このレビューはネタバレを含みます
天国で兄弟が再会するシーンや、涙を流す父親に優しいことばを投げかける子どもたちの姿は、たぶん他の映画だったらわかりやすく涙を誘う(tearjerker)意図を感じてしまうだろうけれど、この作品はあまりに辛すぎて、こんなシーンを入れない限りはケヴィンを救うことができないと判断したのだろうなと思った。実話をもとにした映画のエンドロールの写真をみて号泣したのははじめてかもしれない。ケヴィンが家族に囲まれて生きてくれてよかった。
ケヴィンは勝利を感じることができないまま時を過ごすことができたからこそ、マスキュリニティの呪縛から降りることができた。他の兄弟だって、本来は優しく気遣い合うケアの関係性を築くことができていたのに、プロレスの道を歩まされてしまうことで、負けること、弱くあることを禁止されてしまう。そうやってケアが奪われていく先に自死が訪れてしまうことの悲しい必然。
もともと父であるフリッツが音楽を演奏していたことが示されるけれど、彼は何らかの理由によってその気持ちを押し込め、プロレスの道に進んだ。それはきっと母にとっての絵も同様で、失意の中で再び絵筆をとる描写だけで関係性の終わりを表現されているシーンが印象に残った。

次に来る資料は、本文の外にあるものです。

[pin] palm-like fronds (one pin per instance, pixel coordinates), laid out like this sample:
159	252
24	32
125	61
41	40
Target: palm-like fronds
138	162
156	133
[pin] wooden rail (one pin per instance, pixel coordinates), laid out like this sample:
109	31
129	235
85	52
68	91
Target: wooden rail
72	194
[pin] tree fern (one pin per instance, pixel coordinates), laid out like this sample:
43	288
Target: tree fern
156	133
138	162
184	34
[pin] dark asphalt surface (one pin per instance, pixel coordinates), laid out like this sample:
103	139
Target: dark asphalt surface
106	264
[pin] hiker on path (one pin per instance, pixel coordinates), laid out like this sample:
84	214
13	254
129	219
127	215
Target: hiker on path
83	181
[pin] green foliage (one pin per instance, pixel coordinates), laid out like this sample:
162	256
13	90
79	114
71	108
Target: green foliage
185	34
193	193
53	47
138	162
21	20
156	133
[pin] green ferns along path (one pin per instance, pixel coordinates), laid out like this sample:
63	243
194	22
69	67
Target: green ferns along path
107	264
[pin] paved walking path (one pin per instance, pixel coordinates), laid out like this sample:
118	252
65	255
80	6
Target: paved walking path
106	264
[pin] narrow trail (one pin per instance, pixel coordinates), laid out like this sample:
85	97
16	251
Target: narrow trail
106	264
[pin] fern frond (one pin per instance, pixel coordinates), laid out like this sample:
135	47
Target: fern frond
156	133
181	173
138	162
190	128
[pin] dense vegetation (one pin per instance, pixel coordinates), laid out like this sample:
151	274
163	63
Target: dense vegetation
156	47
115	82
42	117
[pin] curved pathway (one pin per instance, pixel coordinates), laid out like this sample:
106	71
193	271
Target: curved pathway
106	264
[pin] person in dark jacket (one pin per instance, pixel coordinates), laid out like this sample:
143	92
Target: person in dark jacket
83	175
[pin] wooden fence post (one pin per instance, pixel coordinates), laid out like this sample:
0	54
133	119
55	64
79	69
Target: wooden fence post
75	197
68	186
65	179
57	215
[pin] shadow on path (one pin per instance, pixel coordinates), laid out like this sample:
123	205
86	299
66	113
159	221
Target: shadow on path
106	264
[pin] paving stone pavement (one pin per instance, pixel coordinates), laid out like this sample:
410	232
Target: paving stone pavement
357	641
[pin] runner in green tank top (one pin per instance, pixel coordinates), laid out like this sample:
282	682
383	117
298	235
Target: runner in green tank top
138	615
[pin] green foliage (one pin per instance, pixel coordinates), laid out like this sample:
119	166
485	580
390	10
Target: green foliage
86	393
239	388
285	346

ケリーが自殺した時、「あいつはお前に助けを求めたんだ」と父はケヴィンに話すけれど、それはきっと本音なんだろうなと思う。その罪は重いけれど、男性性の檻のなかにいる彼にはどうすればいいかすらわからなかったのだろうなと。男性性の呪いをじぶんでかけた人物をどうすればいいのか、世界はまだその答えを見つけ出すことができない気がする。